The man studied Luquin in the pale, flickering light of the television, the perfect aura for what was about to happen. It was just the right shade of pale. And its jerky light was just the right modulation for horror.
Luquin was motionless, his forearms still raised, wrists still cocked back.
“Let us explore together these philosophical questions, Cayetano, you and I. You, el maestro del horrible. And I the novicio. Between us, surely, we can come to some deep and secret understanding of this timeless subject.”
Chapter 52
Jorge Macias produced his own cell phone and pushed a button. “Bring the car around, ”he said, his eyes never leaving Titus.
In an instant Titus felt everything shifting. His own stupidity had triggered something here, and he had the sickening feeling that he had turned a very serious corner.
Speaking carefully, Macias said, “You're going to go with me now. At this moment someone is pointing a gun at you, so please cooperate. No problems. Let's go.”
Titus's options were few. If nothing else, Burden had hammered into his head the downside of making a scene. A scene had an aftermath, it had ramifications. They didn't want ramifications. Doing as Macias wanted seemed the prudent course. If it wasn't too damn late to be prudent.

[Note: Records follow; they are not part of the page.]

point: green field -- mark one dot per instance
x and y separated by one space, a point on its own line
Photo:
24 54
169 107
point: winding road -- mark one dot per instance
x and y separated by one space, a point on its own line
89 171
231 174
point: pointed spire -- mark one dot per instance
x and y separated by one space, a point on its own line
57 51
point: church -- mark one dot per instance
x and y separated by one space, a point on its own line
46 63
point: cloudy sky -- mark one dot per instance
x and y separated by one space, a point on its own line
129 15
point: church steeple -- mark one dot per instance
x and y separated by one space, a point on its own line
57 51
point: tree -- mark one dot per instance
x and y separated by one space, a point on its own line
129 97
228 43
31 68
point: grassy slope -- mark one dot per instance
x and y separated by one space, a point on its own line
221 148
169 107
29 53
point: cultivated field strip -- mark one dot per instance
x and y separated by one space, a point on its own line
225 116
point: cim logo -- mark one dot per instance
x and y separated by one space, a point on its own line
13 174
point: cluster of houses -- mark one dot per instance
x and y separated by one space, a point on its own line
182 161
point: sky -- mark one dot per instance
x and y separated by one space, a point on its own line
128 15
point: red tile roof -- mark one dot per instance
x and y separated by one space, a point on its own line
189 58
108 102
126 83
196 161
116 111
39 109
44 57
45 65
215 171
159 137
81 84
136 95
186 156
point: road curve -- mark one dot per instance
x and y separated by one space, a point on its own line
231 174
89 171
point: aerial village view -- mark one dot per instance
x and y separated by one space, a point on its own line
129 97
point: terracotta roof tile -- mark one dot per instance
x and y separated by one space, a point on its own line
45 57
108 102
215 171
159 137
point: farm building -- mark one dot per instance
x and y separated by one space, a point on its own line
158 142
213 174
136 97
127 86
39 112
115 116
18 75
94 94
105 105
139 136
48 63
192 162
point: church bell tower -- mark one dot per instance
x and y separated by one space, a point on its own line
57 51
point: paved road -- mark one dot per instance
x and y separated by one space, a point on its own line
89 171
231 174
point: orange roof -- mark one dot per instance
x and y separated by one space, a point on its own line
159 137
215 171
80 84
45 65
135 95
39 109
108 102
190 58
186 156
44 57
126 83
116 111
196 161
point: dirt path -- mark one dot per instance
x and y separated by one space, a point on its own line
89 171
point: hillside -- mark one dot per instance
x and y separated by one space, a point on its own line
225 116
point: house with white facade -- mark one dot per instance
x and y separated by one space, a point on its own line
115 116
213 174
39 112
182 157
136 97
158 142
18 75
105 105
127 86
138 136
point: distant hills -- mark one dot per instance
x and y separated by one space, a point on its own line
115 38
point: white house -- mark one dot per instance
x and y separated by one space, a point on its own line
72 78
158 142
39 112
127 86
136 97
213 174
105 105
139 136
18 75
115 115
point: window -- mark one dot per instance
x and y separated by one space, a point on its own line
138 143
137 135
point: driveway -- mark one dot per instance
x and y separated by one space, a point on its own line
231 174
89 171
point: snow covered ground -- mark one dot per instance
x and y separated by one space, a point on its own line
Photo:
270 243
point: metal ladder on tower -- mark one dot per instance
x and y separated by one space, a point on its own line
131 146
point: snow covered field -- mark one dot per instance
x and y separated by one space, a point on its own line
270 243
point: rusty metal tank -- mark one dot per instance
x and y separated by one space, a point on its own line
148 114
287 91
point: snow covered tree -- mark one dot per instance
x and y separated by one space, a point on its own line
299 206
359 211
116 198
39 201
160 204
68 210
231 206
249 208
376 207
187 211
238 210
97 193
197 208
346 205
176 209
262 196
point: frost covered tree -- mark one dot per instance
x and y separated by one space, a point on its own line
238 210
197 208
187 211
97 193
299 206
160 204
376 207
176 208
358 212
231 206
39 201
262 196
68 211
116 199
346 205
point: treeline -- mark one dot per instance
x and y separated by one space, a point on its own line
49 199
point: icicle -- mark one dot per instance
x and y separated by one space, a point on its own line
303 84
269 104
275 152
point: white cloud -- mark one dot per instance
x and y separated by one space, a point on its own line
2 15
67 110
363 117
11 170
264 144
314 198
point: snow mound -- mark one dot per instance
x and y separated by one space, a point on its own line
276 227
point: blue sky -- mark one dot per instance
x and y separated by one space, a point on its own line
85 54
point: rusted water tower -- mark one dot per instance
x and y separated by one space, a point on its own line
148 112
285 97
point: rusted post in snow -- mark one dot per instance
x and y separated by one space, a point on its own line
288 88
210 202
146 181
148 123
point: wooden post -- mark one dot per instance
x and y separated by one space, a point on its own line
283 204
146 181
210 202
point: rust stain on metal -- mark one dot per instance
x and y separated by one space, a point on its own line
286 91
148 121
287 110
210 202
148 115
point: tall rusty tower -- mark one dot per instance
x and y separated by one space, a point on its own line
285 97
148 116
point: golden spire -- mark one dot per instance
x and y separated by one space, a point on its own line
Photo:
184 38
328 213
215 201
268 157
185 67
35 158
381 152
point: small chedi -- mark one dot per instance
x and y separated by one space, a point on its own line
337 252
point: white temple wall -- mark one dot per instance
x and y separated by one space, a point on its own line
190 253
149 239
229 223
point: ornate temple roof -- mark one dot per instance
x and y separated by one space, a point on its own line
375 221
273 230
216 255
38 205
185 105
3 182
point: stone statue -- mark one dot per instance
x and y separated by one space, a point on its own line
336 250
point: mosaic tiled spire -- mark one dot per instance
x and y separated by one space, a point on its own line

With a sure and casual air, Macias guided Titus through the courtyard and into the waiting area just outside the bar. A Mexican man was waiting there for them.
“Luis isn't answering, ”the man said. “What's going on?”
“I don't know, ”Macias said.
Titus's phone rang.
Macias's head snapped around as he took Titus's arm. “Answer it, ”he said. “And be very careful.”
As Titus answered the phone, Macias and his man walked him toward the men's room.
“Yes, ”Titus said.
“There's been a glitch, ”Kal said.
“Yeah, I know.”
They were inside the men's room now, and Macias's guard put his foot against the door as Macias grabbed the phone from Titus.